The thing to note with encodings like UTF-8 is that multiple chars can be joined together to form 1 glyph... depending on how the string data is interpreted.

So if you have a UTF-8 encoded string.. you can use a std::string to hold that data. Doing so will be portable no matter where you are.

The question is... if you give a UTF-8 string to something Windows-specific... does it recognize it as UTF-8? The answer is usually no... whereas on *nix, the answer is usually yes.


EDIT:

For your 'Glyph' struct that you are writing to a file... the encoding of the glyph does not matter here... since you are not giving it to an I/O device for it to interpretted. You are merely writing the binary data to a file so you can read it later. Therefore any format you choose does not matter and will be completely portable as long as it is consistent... and as long as it is capable of representing any codepoint.

Just, again... be wary of endian issues.

@Cubbi: If that were standardized behavior, it would be great. Though as far as I can tell, it's implementation defined.

Yes, I find it annoying that C++98 (and, really, C95 whose I/O model it inherited) allowed the OS vendor to decide which character encodings are supported.. or that Microsoft decided that it won't support UTF-8 in their OS (except where strictly required by C++11.. but then GNU decided that it won't support C++11's Unicode conversions.. just use boost)

Thanks Disch for the detailed explanation.

One question, since the OP is opening the file in binary mode, I would have thought that wofstream would not change the encoding.

To the original poster, if you have to worry about portability then you need to worry about data alignment as well as endian-ness. At work, we write nearly all binary data using XDR encoding.
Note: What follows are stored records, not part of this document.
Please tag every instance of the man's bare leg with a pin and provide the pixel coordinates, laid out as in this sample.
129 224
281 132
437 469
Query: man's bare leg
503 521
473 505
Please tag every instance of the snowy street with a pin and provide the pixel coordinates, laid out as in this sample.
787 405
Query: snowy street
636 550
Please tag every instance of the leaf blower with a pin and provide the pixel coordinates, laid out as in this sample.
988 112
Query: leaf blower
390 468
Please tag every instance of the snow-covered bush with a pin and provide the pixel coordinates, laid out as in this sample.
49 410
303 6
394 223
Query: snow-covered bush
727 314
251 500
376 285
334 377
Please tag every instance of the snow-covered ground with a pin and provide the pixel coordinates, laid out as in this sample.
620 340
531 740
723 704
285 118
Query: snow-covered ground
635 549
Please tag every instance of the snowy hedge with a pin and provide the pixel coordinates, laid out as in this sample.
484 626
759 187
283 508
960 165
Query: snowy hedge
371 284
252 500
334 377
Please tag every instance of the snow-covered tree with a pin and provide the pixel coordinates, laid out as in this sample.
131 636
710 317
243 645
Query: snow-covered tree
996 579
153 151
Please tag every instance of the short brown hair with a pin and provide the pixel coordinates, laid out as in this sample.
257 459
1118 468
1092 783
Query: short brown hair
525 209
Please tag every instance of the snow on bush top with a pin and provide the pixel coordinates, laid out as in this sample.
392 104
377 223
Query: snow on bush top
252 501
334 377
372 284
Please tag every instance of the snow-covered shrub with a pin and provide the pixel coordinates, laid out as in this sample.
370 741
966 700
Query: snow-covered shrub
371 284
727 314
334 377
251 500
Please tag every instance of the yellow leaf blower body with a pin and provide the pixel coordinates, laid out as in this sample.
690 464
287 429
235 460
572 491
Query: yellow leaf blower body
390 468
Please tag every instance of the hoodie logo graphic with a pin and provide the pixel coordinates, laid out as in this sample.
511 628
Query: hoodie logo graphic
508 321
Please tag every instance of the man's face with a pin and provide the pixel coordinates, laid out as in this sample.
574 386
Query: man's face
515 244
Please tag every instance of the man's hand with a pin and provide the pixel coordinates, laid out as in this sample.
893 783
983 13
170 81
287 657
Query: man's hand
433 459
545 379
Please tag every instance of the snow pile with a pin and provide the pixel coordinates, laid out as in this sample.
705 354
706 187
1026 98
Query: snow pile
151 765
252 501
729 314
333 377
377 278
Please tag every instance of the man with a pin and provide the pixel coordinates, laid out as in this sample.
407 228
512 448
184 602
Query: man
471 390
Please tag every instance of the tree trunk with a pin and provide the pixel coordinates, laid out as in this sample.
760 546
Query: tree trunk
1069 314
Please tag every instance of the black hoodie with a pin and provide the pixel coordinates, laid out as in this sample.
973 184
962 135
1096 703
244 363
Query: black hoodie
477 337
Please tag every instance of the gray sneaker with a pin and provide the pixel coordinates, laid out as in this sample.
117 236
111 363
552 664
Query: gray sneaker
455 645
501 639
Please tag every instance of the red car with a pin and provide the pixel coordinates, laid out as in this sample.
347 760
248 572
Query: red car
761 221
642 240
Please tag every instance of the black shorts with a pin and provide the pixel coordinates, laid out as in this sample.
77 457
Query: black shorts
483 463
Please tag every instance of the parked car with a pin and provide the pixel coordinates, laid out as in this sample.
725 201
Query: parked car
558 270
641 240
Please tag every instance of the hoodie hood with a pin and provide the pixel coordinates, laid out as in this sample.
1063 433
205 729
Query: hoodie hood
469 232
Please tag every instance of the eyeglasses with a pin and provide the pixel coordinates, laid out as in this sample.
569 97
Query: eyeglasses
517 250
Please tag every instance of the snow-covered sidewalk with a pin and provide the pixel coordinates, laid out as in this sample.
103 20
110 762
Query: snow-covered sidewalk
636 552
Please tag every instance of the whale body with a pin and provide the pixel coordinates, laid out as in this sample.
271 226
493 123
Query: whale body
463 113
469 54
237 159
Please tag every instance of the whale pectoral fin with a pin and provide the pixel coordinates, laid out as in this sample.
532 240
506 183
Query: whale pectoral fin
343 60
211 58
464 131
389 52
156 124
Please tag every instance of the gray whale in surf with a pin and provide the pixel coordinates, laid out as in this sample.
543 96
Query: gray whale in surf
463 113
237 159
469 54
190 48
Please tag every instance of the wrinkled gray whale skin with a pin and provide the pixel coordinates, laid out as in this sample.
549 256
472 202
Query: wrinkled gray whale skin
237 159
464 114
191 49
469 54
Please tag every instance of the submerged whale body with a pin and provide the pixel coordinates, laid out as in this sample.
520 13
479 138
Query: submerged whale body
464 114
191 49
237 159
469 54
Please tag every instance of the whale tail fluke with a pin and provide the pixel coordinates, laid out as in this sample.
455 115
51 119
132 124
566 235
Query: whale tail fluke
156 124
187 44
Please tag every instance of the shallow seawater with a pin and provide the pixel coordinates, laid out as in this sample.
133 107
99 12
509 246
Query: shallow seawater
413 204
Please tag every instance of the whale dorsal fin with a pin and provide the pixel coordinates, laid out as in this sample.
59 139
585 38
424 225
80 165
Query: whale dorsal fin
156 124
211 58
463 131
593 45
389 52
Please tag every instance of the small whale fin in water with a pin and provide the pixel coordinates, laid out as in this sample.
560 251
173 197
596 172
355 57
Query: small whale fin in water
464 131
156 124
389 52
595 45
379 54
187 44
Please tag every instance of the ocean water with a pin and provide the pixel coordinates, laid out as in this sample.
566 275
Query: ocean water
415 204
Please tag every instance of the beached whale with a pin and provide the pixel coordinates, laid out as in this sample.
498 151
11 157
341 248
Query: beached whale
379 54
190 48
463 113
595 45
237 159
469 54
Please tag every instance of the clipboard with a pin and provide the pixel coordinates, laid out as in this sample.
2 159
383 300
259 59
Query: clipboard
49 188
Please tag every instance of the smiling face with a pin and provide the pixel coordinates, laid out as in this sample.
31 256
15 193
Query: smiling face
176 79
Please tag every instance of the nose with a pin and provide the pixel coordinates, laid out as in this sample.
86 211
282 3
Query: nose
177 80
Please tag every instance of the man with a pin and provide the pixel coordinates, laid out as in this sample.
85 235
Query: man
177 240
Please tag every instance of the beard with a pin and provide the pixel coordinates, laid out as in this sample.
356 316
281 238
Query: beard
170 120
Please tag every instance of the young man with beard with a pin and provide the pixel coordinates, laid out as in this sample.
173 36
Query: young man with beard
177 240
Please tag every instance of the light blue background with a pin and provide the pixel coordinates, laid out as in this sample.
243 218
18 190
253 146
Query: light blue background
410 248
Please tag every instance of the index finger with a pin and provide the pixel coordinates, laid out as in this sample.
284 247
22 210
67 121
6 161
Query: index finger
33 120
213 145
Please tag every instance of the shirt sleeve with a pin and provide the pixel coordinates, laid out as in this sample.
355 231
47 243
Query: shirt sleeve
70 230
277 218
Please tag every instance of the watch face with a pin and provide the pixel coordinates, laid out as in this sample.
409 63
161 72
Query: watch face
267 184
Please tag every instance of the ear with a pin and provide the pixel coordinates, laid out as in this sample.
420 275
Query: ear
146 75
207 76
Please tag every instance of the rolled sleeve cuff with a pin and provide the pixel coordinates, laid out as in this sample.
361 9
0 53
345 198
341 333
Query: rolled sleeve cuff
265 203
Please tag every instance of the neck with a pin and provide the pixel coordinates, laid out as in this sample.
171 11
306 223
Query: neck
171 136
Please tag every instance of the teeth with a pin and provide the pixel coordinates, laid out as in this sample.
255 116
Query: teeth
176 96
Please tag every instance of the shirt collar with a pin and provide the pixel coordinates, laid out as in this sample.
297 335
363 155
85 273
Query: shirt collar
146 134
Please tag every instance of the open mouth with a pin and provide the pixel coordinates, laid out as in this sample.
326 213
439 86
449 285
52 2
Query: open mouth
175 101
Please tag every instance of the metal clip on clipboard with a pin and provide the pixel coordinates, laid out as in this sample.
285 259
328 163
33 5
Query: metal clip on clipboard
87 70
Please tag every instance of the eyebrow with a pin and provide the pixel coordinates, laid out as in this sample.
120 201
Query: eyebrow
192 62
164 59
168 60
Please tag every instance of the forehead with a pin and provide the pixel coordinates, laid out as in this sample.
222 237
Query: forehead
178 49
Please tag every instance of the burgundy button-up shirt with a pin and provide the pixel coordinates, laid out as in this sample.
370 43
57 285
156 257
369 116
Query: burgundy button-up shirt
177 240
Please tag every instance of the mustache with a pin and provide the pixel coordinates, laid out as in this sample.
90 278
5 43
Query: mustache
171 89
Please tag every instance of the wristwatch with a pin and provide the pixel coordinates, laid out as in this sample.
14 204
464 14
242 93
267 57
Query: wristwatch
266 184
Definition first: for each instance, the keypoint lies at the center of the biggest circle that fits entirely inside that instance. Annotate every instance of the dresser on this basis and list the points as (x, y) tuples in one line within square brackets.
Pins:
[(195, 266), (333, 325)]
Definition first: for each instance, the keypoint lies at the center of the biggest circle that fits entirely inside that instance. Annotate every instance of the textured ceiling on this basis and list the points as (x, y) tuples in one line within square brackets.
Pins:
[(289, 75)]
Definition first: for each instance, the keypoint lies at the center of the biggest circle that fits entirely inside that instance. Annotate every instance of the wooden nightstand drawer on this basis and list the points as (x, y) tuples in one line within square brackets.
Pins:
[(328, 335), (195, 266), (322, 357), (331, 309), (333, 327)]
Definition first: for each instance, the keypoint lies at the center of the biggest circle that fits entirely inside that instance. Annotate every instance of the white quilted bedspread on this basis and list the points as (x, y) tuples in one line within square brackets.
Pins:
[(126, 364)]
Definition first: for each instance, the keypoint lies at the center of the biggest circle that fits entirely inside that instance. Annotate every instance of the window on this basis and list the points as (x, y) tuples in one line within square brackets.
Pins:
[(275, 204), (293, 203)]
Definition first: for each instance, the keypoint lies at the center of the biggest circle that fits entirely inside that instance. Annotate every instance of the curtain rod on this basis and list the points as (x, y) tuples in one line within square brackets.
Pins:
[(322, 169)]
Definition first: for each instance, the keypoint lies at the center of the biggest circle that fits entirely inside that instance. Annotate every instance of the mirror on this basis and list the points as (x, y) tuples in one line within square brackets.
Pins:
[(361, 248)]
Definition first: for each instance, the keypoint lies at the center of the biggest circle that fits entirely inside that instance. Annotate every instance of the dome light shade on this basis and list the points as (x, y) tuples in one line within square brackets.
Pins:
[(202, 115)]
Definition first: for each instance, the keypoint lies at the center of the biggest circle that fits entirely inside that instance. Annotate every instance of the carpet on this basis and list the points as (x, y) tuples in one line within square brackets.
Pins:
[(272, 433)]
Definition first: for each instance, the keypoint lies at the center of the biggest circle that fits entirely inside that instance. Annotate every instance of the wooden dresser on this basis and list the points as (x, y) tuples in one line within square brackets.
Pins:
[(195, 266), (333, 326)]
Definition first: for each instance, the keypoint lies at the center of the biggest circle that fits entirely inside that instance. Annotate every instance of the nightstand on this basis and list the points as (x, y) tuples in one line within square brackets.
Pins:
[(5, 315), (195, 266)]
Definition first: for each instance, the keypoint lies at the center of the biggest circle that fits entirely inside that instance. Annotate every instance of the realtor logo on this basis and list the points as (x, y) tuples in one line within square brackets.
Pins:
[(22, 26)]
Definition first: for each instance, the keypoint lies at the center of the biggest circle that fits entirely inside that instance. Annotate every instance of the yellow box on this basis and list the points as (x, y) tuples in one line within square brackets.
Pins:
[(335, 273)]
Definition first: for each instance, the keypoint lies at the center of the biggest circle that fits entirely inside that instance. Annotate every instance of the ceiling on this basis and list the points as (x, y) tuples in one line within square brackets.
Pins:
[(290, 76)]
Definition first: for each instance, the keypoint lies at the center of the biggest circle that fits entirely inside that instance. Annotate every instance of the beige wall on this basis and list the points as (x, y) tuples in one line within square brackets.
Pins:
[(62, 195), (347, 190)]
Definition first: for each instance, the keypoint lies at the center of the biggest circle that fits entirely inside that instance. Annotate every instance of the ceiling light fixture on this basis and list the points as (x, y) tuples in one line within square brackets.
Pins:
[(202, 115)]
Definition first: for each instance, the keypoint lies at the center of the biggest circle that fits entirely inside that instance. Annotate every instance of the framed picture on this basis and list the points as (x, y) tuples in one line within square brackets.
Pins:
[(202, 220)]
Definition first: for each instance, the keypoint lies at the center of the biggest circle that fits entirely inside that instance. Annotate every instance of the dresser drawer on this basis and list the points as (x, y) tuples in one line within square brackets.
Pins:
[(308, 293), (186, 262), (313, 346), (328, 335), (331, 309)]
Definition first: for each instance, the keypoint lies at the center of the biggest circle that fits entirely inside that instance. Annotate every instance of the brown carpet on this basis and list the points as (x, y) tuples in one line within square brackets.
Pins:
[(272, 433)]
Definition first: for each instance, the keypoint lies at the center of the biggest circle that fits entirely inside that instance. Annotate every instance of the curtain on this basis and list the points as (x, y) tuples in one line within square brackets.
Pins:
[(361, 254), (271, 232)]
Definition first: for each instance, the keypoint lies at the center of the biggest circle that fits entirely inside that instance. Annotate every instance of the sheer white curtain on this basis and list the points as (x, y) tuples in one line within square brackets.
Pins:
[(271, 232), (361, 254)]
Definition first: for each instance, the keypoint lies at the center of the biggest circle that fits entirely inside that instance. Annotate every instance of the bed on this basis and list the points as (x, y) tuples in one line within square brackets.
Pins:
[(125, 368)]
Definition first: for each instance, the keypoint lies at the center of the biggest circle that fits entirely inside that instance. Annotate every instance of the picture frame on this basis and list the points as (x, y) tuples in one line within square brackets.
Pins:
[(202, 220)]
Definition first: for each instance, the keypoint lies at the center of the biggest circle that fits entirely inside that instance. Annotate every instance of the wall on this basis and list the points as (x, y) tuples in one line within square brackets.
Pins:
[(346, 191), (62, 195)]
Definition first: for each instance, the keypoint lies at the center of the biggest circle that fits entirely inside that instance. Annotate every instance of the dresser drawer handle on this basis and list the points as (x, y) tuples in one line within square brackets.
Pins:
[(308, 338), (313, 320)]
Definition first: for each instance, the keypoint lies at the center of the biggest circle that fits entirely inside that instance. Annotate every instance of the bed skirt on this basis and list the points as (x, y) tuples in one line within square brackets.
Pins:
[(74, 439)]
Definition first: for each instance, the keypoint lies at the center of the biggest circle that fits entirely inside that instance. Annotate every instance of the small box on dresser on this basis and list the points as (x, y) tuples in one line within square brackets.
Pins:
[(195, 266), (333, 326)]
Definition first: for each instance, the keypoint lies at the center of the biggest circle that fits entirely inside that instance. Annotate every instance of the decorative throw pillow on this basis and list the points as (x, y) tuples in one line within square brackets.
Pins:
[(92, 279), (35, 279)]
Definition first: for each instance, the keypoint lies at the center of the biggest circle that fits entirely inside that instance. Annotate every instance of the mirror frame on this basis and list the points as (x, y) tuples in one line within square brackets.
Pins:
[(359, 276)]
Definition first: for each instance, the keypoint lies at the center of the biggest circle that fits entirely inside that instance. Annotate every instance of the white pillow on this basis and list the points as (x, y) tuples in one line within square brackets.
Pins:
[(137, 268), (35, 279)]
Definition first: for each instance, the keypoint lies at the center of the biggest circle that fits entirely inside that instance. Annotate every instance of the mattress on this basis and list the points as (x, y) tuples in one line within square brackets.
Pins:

It's old but fast, stable and well supported.

dhayden wrote:
I would have thought that wofstream would not change the encoding.

For every wchar_t that a wofstream takes from the programmer it writes one or more chars to the file. How would that function without "changing the encoding"?

I would just like to point out that the things everyone here is referring to as "glyphs" are actually closer to being characters. A glyph is an image used to represent a character visually.

@helios:

Yeah. I know it's not quite the right technical term. I just wanted to avoid the confusion of the association between a "character" and a char, which are two different things (since a character can consist of several chars).

For every wchar_t that a wofstream takes from the programmer it writes one or more chars to the file. How would that function without "changing the encoding"?

With an ofstream, the binary flag basically controls whether it's outputting characters or opaque bytes. I was wondering if wofstream did the same thing. From what you're saying, it sounds like binary just controls end-of-line encoding as it does with ofstream.

So really there's no good reason to use wofstream to write binary data, right?

The Unicode/UTF stuff is such a huge mess in C++, it makes you want to just give up. I'm still reluctant to touch it but I actually have to for one of my projects. I just wish it was better supported by C++ and by compiler/stdlib implementers.